Time was running out for Alex Walton.
The former Muscatine swimmer from Wilton, who won three individual state swimming titles as a Muskie, wanted to qualify for as many USA Olympic trial events as possible before the summer ended and he began his freshman year at Missouri.
He didn’t get his 100 backstroke time down far enough in his first two tries at a Speedo sectional in Columbia, Missouri, on July 17, but took a shot and registered for a time trial spot for the next day.
“It was coming down to crunch time,” Walton said.
The three-time all-American delivered under pressure with a time of 56.97 seconds, securing a spot in next June’s USA Swimming trials in Omaha, Nebraska, with top swimmers from around the country.
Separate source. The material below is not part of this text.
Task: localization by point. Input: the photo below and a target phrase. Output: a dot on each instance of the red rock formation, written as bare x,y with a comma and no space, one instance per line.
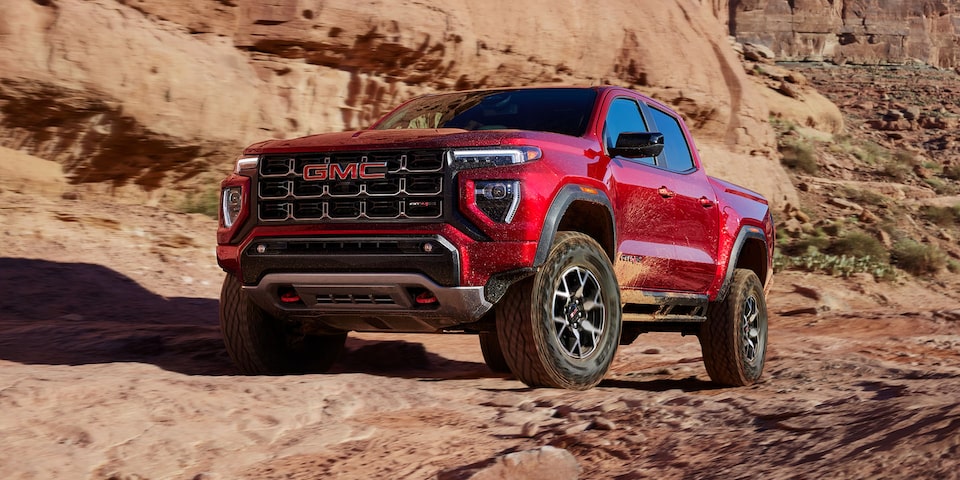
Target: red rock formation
856,31
166,88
The qualifying standard for the 100 backstroke is set at 57.19 seconds.
Donald Spellman, head coach of the Iowa City Eels swimming club that Walton swam for up until two weeks after graduating from Wilton, said the biggest hurdle for Walton was getting his technique down.
“He has the aerobic conditioning, he’s powerful, strong and tall with a great kick,” Spellman said, “but he can die out in races sometimes or get sloppy in technical parts, ... stuff that he nailed in the time trial.”
Walton acknowledged that he worked too hard in the first 50 meters during the prelims and finals of the actual 100 backstroke event and didn’t have enough gas for the final 50. He turned in times of 57.40 in the prelims and 57.62 in the finals.
“It was really just cleaning up my swimming for a smarter race,” Walton said. “When I brought it home it made a big difference.”
Muscatine coach Judd Anderson said Walton is the first Muscatine swimmer to qualify for the Olympic trials after swimming all four years for the Muskies.
Tate Jackson, who swam with the Muskies as a freshman in 2012 before moving to Austin, Texas, made the 50 freestyle cut last summer. Crissy Ahmann, who swam for Muscatine for one season, won two relay gold medals and an individual silver medal in the 1992 Olympics in Barcelona.
“[Walton’s] got all the potential to do everything,” Anderson said. “He’s big and strong, got a great work ethic and there may be no limitation to what he can do.”
With one event out of the way, Walton said he plans to work on getting his times cut in three other events before the start of the Trials on June 26, 2016.
He’s been working with his Missouri coaches and teammates to get better times in the 200 individual medley, 200 backstroke and 200 freestyle. He’ll race in the National Championships event this weekend in San Antonio, Texas.
Spellman said Missouri will have events planned for the winter, and Walton will also have opportunities after the college season ends to get his times down.
As for what Walton wants to do once he gets to Omaha next June, he expects to just let it soak in.
“It’s a big accomplishment just making it there,” Walton said. “I’ll do my best and see what happens.”